For servicers, AI can track borrowers in portfolio, alerting the servicer when the consumer goes in search of a new home or mortgage and thus giving them an important tool for staving off portfolio runoff?
To be effective, new systems will process paper at all stages of the loan origination or mortgage servicing process. This includes document capture, document classification, data extraction, verification and delivery.
AI will likely be most helpful for data extraction. Because there is such a large variance in the type of documents used to carry the information lenders need, advanced text recognition technology will be required to automatically extract data accurately from scanned images and make that information available for electronic processing.
These new technologies will finally get the industry to a fully paperless process.
Paperless transactions.
Paper is a problem. It costs money to buy, print on, and store. When it gets lost, as it invariably does, it takes money to find or replace. The paperless mortgage transaction has long been a goal for the industry, but not just to make the work lenders and servicers do cheaper and easier, but also because it gives borrowers more transparency, regulators and secondary market players — including Fannie Mae and the Consumer Financial Protection Bureau — greater compliance and makes everyone involved in the process more profitable.
A completely digital mortgage starts when the borrower applies for a mortgage and doesn’t end until it has the borrower’s electronic signature and the loan is funded and assigned to a servicer.
Federal law made this possible two decades ago, but to close a loan electronically requires every party to the transaction — the lender, buyer, seller, closing title agent and notary — to all participate. Further, it requires the investor, the party that ultimately provides the money the lender is loaning to the borrower, to accept an electronic promissory note. A complete solution would include technology for eSign, eClosing, eVault, eDocuments, and eNotary.
Because compliance requirements vary by jurisdiction, loan product and investor or government guarantor (in the case of FHA or VA loans, for instance), the lender can’t scale a mortgage operation while managing compliance manually. It requires intelligent documents to provide visual cues and automated compliance rules so lenders will know down to the document and county level which documents can be eSigned and eNotarized and which need to be papered out and “wet” signed by the borrower.
At its core, digital lending is about providing additional automated data validation around systemically verifying the compliance of the data before it ever hits a document. This is where AI can play an important role. The result may be SMART Documents that allow lenders to use automated processes such as auto boarding and data verification without having to depend upon traditional OCR to pull information off of static forms such as PDF files.

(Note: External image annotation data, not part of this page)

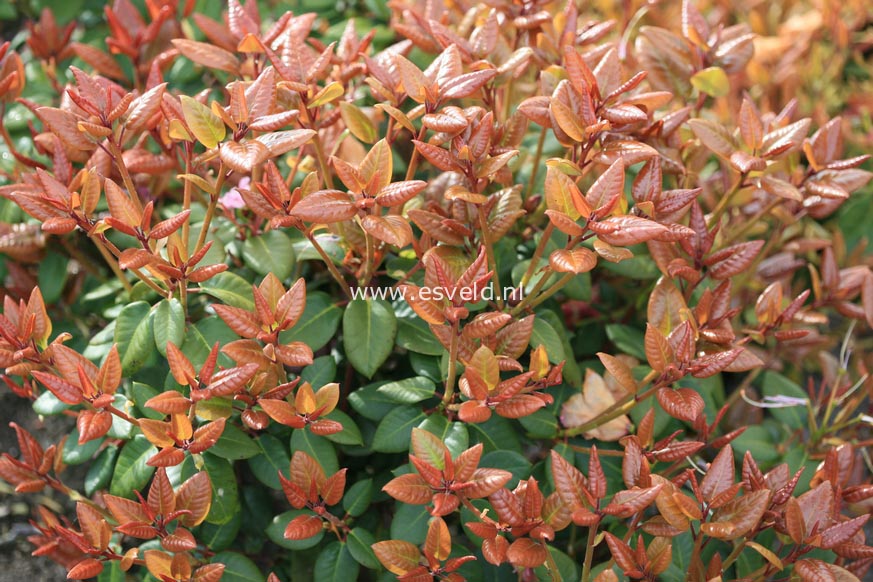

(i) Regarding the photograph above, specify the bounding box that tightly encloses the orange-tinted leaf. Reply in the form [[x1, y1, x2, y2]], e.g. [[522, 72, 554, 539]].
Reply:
[[284, 515, 322, 540], [371, 540, 421, 576]]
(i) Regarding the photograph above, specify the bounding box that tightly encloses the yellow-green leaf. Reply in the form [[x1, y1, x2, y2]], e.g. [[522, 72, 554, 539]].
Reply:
[[181, 95, 226, 149], [691, 67, 730, 97], [309, 81, 346, 107], [340, 101, 378, 143]]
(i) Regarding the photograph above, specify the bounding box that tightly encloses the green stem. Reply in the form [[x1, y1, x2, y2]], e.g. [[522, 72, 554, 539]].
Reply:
[[527, 273, 576, 309], [524, 127, 546, 200], [312, 130, 333, 190], [510, 267, 551, 315], [106, 136, 142, 214], [443, 321, 460, 408], [93, 237, 133, 294], [562, 370, 659, 437], [580, 523, 598, 582], [477, 205, 503, 309], [706, 174, 746, 228], [546, 546, 561, 582], [521, 221, 555, 287], [721, 537, 748, 573], [306, 229, 352, 300], [195, 162, 226, 255]]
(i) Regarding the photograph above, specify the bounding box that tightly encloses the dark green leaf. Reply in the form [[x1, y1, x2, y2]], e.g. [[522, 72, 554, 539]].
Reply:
[[85, 447, 119, 497], [61, 428, 103, 465], [418, 414, 470, 464], [37, 251, 69, 305], [300, 356, 336, 390], [606, 323, 646, 361], [97, 560, 125, 582], [200, 271, 255, 309], [247, 434, 291, 489], [377, 376, 436, 404], [397, 316, 445, 356], [195, 511, 242, 552], [181, 320, 239, 368], [155, 298, 185, 357], [518, 408, 560, 438], [343, 479, 373, 517], [115, 301, 155, 375], [267, 509, 324, 550], [346, 527, 379, 570], [391, 503, 430, 545], [130, 382, 164, 420], [106, 394, 134, 440], [530, 317, 565, 364], [33, 390, 70, 416], [211, 552, 264, 582], [279, 291, 343, 351], [315, 542, 361, 582], [324, 409, 364, 445], [209, 423, 261, 461], [343, 299, 397, 378], [373, 406, 426, 453], [242, 230, 294, 281], [203, 453, 239, 525], [467, 414, 521, 453], [109, 435, 158, 499], [349, 382, 397, 420], [291, 430, 339, 475]]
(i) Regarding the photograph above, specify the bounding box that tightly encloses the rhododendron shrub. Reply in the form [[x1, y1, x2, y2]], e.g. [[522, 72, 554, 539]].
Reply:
[[0, 0, 873, 582]]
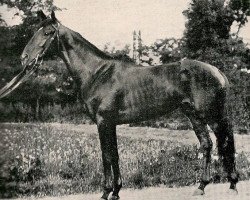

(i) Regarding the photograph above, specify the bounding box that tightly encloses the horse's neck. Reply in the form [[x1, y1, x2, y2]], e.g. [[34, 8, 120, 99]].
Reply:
[[60, 27, 110, 90]]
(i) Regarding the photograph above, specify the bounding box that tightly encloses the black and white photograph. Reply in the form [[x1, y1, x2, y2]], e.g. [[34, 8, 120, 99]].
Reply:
[[0, 0, 250, 200]]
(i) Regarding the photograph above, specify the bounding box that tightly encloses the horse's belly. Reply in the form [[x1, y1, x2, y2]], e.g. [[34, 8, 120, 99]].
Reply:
[[118, 89, 182, 124]]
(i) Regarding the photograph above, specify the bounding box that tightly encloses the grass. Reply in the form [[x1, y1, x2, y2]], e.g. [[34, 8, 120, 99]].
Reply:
[[0, 124, 250, 197]]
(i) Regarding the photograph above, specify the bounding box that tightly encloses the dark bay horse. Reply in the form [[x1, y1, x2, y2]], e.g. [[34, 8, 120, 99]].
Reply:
[[0, 12, 238, 200]]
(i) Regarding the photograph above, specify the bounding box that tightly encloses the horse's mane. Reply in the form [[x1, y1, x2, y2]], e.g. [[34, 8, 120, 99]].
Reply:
[[38, 18, 133, 62]]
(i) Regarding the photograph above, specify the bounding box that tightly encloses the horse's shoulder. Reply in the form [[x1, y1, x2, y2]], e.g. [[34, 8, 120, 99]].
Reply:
[[180, 59, 228, 87]]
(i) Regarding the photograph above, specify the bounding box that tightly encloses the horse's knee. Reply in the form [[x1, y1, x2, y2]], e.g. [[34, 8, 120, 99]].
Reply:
[[200, 138, 213, 154]]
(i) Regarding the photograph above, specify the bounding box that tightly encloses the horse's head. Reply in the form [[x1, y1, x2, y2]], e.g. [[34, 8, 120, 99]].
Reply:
[[21, 11, 60, 67], [0, 11, 60, 99]]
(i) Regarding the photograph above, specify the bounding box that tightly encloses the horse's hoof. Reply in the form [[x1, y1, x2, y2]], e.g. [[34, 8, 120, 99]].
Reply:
[[109, 195, 120, 200], [227, 189, 238, 196], [193, 189, 205, 196]]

Fortunately, there is plenty of reason for everyone in the industry to move swiftly in the direction of a completely paperless mortgage transaction. These include:
- Easier compliance in a very complex regulatory environment
- Fannie Mae and Freddie Mac moving to a more automated pre-closing quality control (QC) process
- Meeting the increasing demand on the part of investors and federal regulators for more data about the mortgage transaction
- Increasing competitive pressure from fintech firms
- The need to provide a better customer experience
All of these are best accomplished with a digital process.